Alert
New York District Court Rejects Arguments That TCPA Claims Are Non-Removable
Read Time: 2 minsOn December 4, 2024, the United States District Court for the Western District of New York, as a matter of first impression, denied pro se plaintiff’s motion to remand claims against a national bank for violations of the Telephone Consumer Protection Act (TCPA), which arose from calls allegedly received by plaintiff after he registered his cellular phone with the national “Do Not Call Registry.”
Background
In Sandhu, plaintiff admitted to having a commercial banking relationship with defendant but asserted that the high volume of telephone calls caused significant disruption and distress during the COVID-19 pandemic. After defendant removed the action to federal court based upon both diversity jurisdiction and federal question jurisdiction, plaintiff moved to remand, arguing that his choice to commence the action in state court overrode the jurisdiction of the court based upon the alleged TCPA violations.
Court’s Analysis and Decision
However, the court disagreed, noting that “when Congress wants to make federal claims instituted in state court nonremovable, it says just that.” The Sandhu court further found that “Congress did not make TCPA claims nonremovable.” Additionally, the court specifically observed that “while neither party has cited a case in the Second Circuit addressing a motion to remand in the context of a TCPA claim, courts outside the Circuit have rejected arguments similar to the Plaintiff’s and denied motions to remand TCPA actions” since concurrent jurisdiction is neither a bar to removal nor grounds for remand when a federal statute does not expressly prohibit removal.
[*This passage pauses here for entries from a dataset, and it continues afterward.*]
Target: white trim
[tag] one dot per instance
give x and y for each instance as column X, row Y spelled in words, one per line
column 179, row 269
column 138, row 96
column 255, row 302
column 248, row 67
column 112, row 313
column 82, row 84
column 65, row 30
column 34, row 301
Therefore, the court held that removal was proper based upon federal question jurisdiction as “absent an express provision to the contrary, the removal right should be respected when there is concurrent jurisdiction.”
Key Takeaway
Sandhu underscores that TCPA claims are fundamentally removable and will not be remanded in the Second Circuit solely based upon the concurrency of state court jurisdiction over such claims.